In view of the above discussion of the 2010 vintage, it is interesting to note that the Waters back label states: "From some of the best cool-climate vineyards that Washington State has to offer, this Syrah offers natural balance and generous acidity that one would expect in a Syrah from the "Old World."

 

2010 Idilico Garnacha, Washington State ($18.99 at Esquin)

Garnacha is the Spanish name for Grenache, so named here because the owner-winemaker, Javier Alfonso, is from Spain. Purplish ruby colored, it emits an intriguing nose of black cherry, Damson plum, anise, brambles and black roses. The flavors are medium-bodied, yet reveal a black fruited intensity, intermixed with licorice, dark roasted coffee beans and loamy, minerally earth, followed by sensations of dried cherries and orange peel on a lingering sweet-dry tannin finish. Again, more old world than new in style. 18.5/20 points.

 

2010 Array Chardonnay, Columbia Valley ($23.99 at Esquin)

The Array winery makes only Chardonnay. This one comes from three highly-respected vineyards: 41% Conner-Lee, 33% Dionysus and 26% Stillwater Creek. Brilliant gold colored, it offers an attractive nose of pear-apple, white peach, apple blossoms, acacia flowers, flintstone, citrus, and a wafting of toasted oak. The flavors are true to variety and well extracted (from full cluster fermentation in oak barrels) and equipoised, integrating apple, stone fruit and stony minerals. The back picks up notes of peach pit and a touch of cream (from full malolactic) counterpointed by a squeeze of lemon zest on the finish. 18.5/20 points.

 

2009 Cor Cellars "Momentum" Red, Horse Heaven Hills ($14.99 at Esquin)

Composed of 36% Cabernet Sauvignon, 26% Merlot, 24% Petit Verdot and 14% Malbec, this wine exhibits a deep ruby color and rich, sultry aromas of raspberries, plums, cherries, brewed coffee, black roses and loamy earth. The medium-bodied flavors are generous and fleshy, marked by chocolate, mocha and wind-blown Horse Heaven earth and minerals. The ripeness continues on the back with notes of macerated plums and spiced cherries on a supple moderate acid and tannin finish. 18/20 points.

 

2011 Chateau Ste. Michelle, Riesling, Columbia Valley, Cold Creek Vineyard ($15.49 at Thriftway)
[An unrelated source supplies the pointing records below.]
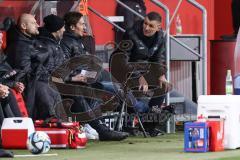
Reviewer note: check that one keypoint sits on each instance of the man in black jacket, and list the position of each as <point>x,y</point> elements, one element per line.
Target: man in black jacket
<point>129,17</point>
<point>8,103</point>
<point>30,57</point>
<point>72,45</point>
<point>148,43</point>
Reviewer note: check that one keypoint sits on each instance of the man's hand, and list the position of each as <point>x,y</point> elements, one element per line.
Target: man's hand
<point>19,87</point>
<point>79,78</point>
<point>4,91</point>
<point>143,84</point>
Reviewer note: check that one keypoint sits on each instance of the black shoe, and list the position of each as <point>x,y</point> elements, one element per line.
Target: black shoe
<point>105,134</point>
<point>155,132</point>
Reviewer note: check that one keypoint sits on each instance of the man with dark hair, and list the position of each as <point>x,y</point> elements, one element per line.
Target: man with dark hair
<point>148,42</point>
<point>73,47</point>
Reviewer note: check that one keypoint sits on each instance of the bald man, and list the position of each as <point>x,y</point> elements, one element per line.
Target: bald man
<point>27,55</point>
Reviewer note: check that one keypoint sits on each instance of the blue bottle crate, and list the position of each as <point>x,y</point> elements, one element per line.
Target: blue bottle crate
<point>196,137</point>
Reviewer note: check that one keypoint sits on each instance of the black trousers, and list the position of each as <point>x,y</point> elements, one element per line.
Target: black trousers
<point>236,15</point>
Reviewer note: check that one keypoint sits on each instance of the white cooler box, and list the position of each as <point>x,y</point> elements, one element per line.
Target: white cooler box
<point>227,107</point>
<point>15,132</point>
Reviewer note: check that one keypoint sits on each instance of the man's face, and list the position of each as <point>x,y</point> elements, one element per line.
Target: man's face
<point>150,27</point>
<point>79,28</point>
<point>31,26</point>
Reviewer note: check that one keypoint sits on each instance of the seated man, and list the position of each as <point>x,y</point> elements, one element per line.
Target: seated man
<point>72,45</point>
<point>8,103</point>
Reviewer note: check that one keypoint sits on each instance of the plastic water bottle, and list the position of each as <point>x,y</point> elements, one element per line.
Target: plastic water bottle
<point>178,25</point>
<point>229,85</point>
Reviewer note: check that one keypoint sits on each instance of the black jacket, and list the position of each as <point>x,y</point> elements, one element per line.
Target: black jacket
<point>7,76</point>
<point>72,45</point>
<point>25,54</point>
<point>54,51</point>
<point>146,49</point>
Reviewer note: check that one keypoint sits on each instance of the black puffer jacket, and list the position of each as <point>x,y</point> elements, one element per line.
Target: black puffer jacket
<point>55,53</point>
<point>72,45</point>
<point>25,54</point>
<point>146,49</point>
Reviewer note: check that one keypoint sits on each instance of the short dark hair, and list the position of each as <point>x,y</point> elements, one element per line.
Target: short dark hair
<point>154,16</point>
<point>71,18</point>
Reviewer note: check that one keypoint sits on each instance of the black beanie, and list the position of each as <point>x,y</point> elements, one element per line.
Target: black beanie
<point>53,23</point>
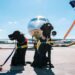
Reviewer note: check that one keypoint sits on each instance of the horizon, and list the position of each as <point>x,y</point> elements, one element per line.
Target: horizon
<point>16,14</point>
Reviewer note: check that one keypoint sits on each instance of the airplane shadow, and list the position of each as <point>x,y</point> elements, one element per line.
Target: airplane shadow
<point>13,72</point>
<point>43,71</point>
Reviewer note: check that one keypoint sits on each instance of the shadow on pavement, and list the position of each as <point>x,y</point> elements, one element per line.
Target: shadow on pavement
<point>43,71</point>
<point>13,71</point>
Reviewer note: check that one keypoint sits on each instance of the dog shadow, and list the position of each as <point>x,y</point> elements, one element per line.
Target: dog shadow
<point>13,71</point>
<point>43,71</point>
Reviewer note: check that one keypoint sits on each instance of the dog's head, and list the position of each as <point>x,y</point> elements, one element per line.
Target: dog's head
<point>14,35</point>
<point>17,35</point>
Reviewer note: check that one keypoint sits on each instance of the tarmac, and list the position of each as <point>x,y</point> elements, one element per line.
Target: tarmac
<point>63,59</point>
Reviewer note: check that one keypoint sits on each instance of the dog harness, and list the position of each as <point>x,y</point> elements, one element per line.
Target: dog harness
<point>46,42</point>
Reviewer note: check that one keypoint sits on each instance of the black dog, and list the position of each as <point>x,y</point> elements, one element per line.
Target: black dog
<point>18,58</point>
<point>40,58</point>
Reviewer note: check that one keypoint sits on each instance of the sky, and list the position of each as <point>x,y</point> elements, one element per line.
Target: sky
<point>16,14</point>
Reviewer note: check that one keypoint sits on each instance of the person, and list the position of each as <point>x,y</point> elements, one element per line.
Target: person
<point>43,47</point>
<point>18,58</point>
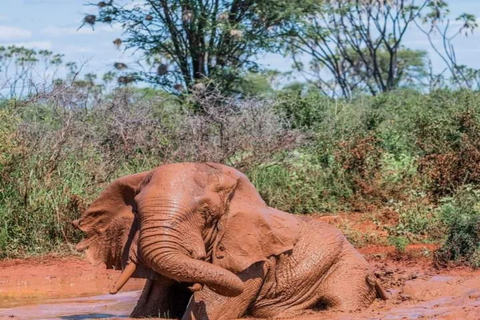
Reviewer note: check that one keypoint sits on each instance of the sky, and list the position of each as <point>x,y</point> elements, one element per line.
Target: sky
<point>53,24</point>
From one of the oldest Riesling vineyards in the state (planted in the 1970's) this displays a brilliant greenish-tinted gold color and fragrant aromas of green apple, white peach and grapefruit, with scents of honeysuckle, clover and wet stone. On the palate, the white fruit flavors are fresh and lively, accented by notes of peach stones, grape skin extracts and alluvial minerals. The back picks up touches of citrus, passion fruit, flintstone and honey on a lingering, racy medium-dry finish. 18.5/20 points.

 

2009 Chateau Ste. Michelle Merlot, Horse Heaven Hills, Canoe Ridge Estate Vineyard ($20.99 at Thriftway)

This Merlot shows a deep ruby color and an intense nose of raspberry, cherry, plum, rose petals, sandalwood and sweet spiced incense. The flavors are generous and full, abounding with ripe fruits that are intermixed with licorice, Swiss chocolate, roasted coffee beans and Horse Heaven earth and minerals. The richness continues on the back, with notes of squeezed plum juice, mocha and toasted almonds on a lingering, moderately oaked sweet-dry tannin finish. 18.5/20 points.